Final-year-project-deep-learning-models

Deep learning for freehand sketch object recognition

Abstract

In this project, we propose a novel deep learning architecture that achieves state-of-the-art results in free-hand sketch object recognition. The highly iconic and abstract nature of sketch objects make it hard task for a computer algorithm to recognition them. As sketch recognition is not a new concept in computer vision, we conducted a detailed study of the previous works related to our project domain. The hand-crafted models failed to capture the iconic nature of sketches. And the existing deep learning architectures are tailored to photo images and do not adopt to the varying levels of abstraction present in sketch objects. This resulted in sketch-A-Net which surpassed human level accuracy. Sketch-A-Net requires stroke order information to accurately recognize sketch objects. The framework only considers real time sketch inputs and cannot handle a large dataset of sketch objects available online. All the above research discoveries resoundingly stressed to adopt a new deep learning architecture which is tailored to solve sketch recognition.

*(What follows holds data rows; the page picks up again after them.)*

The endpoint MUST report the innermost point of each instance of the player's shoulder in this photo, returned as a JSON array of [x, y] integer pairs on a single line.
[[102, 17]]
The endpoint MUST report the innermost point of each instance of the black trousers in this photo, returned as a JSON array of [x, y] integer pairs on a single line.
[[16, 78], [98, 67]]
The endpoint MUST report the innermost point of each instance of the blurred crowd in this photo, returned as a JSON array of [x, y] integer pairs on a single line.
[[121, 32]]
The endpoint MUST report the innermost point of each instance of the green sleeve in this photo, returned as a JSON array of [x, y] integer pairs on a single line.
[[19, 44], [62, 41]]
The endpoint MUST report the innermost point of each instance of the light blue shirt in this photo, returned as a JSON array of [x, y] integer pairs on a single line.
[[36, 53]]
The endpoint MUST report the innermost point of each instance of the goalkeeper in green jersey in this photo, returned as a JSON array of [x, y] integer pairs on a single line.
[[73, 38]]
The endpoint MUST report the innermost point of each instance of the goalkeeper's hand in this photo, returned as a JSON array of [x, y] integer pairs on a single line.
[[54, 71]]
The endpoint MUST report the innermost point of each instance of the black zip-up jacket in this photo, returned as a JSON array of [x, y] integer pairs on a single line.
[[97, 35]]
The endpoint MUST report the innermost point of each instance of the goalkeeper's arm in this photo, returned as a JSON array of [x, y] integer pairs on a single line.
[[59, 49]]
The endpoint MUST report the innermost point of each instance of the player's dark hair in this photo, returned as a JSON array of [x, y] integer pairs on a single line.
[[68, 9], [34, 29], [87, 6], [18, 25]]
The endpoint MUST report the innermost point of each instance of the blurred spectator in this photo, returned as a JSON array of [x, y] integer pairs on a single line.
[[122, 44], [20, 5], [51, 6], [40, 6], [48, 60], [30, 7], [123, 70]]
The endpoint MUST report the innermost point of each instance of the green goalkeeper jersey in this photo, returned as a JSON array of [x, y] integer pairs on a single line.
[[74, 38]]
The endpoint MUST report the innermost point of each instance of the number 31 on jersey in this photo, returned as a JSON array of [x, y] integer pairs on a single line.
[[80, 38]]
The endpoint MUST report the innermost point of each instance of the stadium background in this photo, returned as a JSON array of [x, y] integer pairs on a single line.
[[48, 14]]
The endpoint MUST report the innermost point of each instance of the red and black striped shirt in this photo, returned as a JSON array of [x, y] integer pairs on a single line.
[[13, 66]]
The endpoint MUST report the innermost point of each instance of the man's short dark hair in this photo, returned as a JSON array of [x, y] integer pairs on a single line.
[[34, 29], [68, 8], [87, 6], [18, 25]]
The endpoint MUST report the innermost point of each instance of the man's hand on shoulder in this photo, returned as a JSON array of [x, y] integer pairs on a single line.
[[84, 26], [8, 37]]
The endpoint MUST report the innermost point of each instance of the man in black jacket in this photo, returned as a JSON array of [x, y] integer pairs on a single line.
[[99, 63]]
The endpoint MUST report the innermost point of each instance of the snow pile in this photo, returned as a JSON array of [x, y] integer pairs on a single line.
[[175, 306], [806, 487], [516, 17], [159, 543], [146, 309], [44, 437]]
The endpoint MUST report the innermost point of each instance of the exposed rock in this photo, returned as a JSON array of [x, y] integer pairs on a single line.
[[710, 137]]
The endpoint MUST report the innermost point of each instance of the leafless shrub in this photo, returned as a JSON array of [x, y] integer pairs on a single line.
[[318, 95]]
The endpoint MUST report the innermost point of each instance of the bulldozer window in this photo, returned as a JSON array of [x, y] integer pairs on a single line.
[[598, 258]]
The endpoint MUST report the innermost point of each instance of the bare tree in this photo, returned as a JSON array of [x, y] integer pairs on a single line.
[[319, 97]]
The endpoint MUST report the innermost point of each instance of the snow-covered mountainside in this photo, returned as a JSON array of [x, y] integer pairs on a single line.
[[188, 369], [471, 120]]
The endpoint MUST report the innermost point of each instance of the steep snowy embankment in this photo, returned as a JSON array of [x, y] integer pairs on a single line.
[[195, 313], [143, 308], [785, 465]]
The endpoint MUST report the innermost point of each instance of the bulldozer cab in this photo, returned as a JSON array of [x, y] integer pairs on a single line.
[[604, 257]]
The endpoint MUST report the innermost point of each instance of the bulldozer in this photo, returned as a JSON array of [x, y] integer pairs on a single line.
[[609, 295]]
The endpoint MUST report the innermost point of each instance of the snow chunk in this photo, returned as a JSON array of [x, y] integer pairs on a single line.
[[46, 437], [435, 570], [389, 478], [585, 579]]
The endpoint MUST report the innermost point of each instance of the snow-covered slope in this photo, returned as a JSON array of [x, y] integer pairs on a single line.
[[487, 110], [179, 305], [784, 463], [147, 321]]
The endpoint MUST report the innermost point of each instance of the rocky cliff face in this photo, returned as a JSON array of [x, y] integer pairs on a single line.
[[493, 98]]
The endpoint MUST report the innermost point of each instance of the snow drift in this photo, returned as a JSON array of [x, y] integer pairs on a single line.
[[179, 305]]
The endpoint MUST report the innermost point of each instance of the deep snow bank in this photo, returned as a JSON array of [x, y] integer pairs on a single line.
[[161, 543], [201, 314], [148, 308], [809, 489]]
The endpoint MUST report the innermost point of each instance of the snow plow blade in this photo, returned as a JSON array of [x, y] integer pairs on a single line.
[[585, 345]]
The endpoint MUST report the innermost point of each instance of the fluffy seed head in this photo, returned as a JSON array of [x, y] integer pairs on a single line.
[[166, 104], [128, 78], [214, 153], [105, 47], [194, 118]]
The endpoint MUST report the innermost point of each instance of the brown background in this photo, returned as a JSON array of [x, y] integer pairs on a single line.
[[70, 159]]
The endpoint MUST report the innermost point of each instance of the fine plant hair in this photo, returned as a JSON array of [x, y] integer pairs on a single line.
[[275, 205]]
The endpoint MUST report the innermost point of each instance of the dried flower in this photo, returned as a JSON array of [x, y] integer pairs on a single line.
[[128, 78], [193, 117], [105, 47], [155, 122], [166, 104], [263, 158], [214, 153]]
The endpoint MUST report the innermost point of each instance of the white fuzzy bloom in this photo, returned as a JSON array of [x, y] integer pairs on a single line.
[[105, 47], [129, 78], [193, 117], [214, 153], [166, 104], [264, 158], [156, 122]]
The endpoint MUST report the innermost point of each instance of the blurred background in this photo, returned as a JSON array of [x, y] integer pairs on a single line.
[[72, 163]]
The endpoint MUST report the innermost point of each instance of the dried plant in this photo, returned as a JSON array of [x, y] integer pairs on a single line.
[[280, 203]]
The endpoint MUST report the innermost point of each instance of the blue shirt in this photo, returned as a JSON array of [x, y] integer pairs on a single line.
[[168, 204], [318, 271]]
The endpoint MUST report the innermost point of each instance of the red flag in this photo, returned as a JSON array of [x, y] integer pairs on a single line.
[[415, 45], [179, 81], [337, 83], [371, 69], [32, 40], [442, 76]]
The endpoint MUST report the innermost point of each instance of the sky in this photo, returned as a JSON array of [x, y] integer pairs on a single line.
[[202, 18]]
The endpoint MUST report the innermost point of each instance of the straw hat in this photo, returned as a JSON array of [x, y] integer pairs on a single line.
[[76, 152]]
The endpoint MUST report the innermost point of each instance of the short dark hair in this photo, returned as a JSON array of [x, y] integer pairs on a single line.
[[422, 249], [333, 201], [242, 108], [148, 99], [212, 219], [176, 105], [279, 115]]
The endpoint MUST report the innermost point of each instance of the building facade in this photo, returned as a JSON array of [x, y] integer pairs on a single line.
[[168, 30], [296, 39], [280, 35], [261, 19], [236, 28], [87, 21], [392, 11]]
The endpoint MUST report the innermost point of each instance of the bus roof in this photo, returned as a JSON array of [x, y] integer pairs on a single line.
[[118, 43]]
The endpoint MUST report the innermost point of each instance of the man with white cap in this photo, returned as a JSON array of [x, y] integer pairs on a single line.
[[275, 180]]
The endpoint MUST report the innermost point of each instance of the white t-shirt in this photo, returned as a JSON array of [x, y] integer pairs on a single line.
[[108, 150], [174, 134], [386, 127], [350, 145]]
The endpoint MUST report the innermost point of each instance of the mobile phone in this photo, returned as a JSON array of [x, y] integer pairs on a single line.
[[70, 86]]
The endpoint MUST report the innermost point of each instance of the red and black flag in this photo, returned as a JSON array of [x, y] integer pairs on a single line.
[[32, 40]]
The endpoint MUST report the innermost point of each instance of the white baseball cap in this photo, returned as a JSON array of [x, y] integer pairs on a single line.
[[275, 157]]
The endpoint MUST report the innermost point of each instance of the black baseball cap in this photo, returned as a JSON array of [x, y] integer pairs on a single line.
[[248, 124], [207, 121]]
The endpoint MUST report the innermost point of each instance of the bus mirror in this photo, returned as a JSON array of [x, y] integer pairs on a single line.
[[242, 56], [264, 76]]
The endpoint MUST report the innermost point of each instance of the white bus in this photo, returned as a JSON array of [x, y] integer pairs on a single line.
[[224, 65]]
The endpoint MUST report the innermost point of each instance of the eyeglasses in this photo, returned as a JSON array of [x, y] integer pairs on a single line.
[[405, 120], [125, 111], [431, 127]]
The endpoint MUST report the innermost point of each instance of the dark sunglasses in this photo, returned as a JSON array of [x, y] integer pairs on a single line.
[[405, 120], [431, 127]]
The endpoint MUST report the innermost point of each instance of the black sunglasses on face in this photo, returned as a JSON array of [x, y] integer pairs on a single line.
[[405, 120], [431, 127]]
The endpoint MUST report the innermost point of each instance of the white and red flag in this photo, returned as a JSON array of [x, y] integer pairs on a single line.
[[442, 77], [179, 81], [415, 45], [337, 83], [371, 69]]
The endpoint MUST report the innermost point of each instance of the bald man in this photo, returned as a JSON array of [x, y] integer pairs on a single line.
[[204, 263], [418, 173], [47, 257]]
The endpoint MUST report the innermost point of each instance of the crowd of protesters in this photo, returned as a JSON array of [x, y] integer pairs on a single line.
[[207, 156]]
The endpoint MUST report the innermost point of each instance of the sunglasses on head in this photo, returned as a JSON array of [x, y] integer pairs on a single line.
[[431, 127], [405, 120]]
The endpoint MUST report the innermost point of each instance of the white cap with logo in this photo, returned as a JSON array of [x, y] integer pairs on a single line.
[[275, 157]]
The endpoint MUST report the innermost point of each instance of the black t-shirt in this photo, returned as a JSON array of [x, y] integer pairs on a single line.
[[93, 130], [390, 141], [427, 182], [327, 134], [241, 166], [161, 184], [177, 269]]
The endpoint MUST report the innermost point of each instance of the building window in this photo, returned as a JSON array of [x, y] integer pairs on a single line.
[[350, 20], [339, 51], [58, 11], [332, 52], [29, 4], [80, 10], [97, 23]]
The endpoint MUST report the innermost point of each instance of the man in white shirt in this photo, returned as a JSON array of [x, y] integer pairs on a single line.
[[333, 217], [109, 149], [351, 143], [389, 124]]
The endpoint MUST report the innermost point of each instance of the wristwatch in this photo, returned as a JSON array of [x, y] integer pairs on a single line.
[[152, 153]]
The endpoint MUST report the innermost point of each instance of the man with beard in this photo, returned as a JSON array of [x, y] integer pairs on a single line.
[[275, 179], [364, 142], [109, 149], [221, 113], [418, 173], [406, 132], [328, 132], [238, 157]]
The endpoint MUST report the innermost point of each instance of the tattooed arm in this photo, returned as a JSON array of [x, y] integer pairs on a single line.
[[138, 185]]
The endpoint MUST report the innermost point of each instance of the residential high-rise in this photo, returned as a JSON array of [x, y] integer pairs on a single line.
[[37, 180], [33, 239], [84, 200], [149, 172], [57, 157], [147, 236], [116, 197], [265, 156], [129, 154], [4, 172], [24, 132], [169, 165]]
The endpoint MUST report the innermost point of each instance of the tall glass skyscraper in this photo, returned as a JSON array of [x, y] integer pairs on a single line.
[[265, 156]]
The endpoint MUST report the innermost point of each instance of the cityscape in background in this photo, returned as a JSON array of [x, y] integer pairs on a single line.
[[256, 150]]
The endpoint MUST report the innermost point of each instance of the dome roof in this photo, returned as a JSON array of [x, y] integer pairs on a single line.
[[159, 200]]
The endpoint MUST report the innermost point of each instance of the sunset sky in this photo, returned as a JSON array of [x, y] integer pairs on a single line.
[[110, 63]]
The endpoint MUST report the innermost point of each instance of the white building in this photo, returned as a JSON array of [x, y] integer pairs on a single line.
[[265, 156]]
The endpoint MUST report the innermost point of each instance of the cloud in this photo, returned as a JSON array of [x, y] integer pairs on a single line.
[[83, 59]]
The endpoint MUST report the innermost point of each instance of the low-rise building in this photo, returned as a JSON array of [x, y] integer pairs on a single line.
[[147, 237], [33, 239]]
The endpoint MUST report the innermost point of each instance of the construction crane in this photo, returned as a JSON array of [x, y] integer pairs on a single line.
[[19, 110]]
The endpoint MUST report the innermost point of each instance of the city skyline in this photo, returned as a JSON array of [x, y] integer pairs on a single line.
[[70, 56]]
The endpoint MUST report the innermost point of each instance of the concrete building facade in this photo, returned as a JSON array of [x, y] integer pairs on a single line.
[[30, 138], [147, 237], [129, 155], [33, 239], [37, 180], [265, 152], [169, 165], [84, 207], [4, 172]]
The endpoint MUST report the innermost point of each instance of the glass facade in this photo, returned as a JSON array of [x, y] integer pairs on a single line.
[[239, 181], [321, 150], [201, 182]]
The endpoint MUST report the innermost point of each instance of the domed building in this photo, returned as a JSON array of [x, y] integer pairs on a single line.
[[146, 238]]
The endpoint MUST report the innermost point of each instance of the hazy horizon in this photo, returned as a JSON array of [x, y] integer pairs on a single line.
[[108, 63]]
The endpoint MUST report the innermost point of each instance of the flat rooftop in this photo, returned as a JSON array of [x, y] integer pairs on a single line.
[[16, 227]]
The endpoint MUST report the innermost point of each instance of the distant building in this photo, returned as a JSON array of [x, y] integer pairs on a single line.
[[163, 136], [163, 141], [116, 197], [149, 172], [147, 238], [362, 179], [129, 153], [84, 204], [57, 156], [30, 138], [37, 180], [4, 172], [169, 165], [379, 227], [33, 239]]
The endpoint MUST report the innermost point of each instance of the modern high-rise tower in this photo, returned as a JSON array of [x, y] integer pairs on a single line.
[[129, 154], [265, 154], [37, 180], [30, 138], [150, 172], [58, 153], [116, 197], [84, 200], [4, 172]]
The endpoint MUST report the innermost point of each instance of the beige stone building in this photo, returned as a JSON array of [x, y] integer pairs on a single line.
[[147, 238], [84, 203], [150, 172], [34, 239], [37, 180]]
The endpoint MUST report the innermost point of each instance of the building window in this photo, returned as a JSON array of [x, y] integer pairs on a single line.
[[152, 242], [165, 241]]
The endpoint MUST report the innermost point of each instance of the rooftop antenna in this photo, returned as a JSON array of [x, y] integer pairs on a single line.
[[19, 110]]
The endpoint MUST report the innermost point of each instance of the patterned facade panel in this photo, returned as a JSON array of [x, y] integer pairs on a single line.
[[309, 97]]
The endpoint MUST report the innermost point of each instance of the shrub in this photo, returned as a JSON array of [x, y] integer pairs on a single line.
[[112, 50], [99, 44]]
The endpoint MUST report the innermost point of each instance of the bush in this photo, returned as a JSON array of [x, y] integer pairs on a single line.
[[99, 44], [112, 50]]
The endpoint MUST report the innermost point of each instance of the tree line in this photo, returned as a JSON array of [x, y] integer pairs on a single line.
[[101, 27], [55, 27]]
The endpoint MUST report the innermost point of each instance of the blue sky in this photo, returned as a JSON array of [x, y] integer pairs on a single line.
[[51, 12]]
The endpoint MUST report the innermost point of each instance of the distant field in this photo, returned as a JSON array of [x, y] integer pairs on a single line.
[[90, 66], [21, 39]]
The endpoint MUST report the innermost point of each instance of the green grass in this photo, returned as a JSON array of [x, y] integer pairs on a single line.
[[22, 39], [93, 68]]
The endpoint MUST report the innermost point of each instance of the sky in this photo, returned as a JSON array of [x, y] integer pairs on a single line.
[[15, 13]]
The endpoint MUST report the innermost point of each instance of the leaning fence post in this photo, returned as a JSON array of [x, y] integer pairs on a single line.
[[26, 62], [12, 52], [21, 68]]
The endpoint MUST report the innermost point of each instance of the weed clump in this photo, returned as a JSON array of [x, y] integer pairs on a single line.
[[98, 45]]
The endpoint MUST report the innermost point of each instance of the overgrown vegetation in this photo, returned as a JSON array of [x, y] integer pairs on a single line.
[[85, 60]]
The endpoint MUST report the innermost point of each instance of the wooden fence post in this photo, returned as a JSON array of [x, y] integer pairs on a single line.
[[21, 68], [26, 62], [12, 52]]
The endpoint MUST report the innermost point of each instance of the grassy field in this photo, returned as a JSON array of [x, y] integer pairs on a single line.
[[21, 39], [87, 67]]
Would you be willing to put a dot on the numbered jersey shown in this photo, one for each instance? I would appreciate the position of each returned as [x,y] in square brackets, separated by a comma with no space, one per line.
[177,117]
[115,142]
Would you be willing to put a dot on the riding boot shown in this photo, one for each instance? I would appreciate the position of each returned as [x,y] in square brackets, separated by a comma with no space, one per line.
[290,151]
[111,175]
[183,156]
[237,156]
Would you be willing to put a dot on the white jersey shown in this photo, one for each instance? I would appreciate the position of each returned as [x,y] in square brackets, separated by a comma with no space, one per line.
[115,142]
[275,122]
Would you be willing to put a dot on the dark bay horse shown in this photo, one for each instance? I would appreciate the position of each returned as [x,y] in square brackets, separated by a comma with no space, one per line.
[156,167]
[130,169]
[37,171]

Our model is designed on the Hebbian principle which states that neurons that are coupled together, activate together. We address common issues that are overlooked in previous works regarding a new deep learning model design. We solve overfitting problems of wider network by introducing a sparse structure of convolutional blocks in our model. We engineer the model to solve sketch object iconic and abstract nature by using large number of training samples. Our model is trained on the TU-Berlin sketch dataset which consists of 20,000 objects from 250 categories. We apply data-augmentation techniques on the dataset to elastically increase its size. Our model achieves a ground breaking recognition accuracy of 84.7% which is ~10% more than its predecessors. Then, we deployed our model on a cloud platform and set-up a web application to process sketch recognition requests. Even though our model achieves a high accuracy, it still fails to recognize the intra-class deformations. This points out that our model still has room for improvement.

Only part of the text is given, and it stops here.